Thor & Jennifer Bueno, Water Cairn, Sand-etched blown glass, wood, steel, 60 x 18 x 13-1/2 inches
Alysia Fischer is an author, artist and anthropologist who lives in Weaverville, NC. She received her PhD in Anthropology from the University of Arizona and her MFA from Miami University (Ohio). Her research on crafts includes the books Hot Pursuit: Integrating Anthropology in Search of Ancient Glassblowers and Myaamia Ribbonwork (co-authored with Andrew Strack and Karen Baldwin). Alysia is also an accomplished maker, as both a glassblower and metals artist. Below, Alysia interviews glass artists Thor & Jennifer Bueno.
AF: Hi, Jennifer & Thor. I am intrigued by your work and partnership. What drew each of you to glass?
Jennifer: I was in college at Rhode Island School of Design (RISD), majoring in Industrial Design because I wanted to do special effects for movies. When I was coming along it was about model making and all the fun stuff like puppetry. I’ve always been fascinated with otherworldliness and fantasy. After the first semester in Industrial Design I realized that it was not my bag. We were doing engineering drawings of milk cartons and having critiques for four hours about it. That was the major if you wanted to do special effects, but I was coming along in the 90s when everything was shifting to computers. I realized I wouldn’t actually be making stuff and I wanted to be the maker. I didn’t want to do a drawing and send it out for someone else to make the thing, so I switched to majors. There was an Industrial Design class that did a lighting semester. I saw that exhibit and thought ‘This glass is really beautiful’. It had that same otherworldly feel, that light through the glass. It was just so alien and magical looking to me. Then I wandered into the glass studio, and that’s how I ended up working in glass.

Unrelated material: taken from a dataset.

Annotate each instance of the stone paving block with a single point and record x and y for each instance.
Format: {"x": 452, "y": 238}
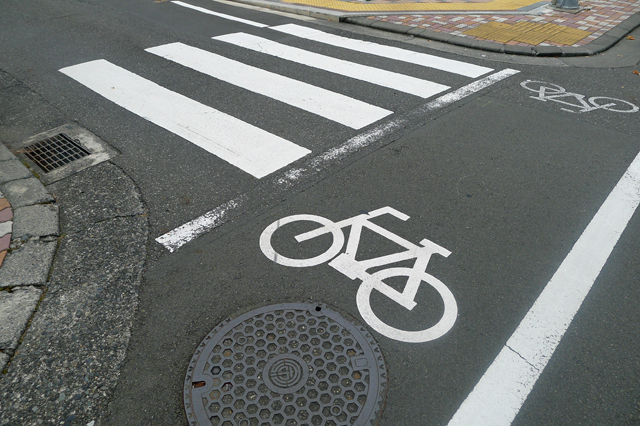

Thor: That’s easy. It was more fun that surfing. What kept me in glass is that it’s still more fun than surfing. There’s a whole stock answer about the spontaneous moment of clarity, the meditation. All that stuff is true. It’s difficult for me to focus on one thing. I get that clarity and that calm from glassblowing. It involves every part of me simultaneously, physically as well as mentally. I started blowing glass in 1979. My instructors at the junior college were all potters so they were really good potters and they knew how to build a glass studio because of pottery. As far as blowing glass was concerned, they didn’t have a clue. So, my instruction was, ‘Lips on this end, glass on the other, and figure it out.’ That’s how it was for me for the first seven years. I started in ’79 and then I went to Pilchuck in ‘86 for the first time and then pretty much relearned everything the Venetian way.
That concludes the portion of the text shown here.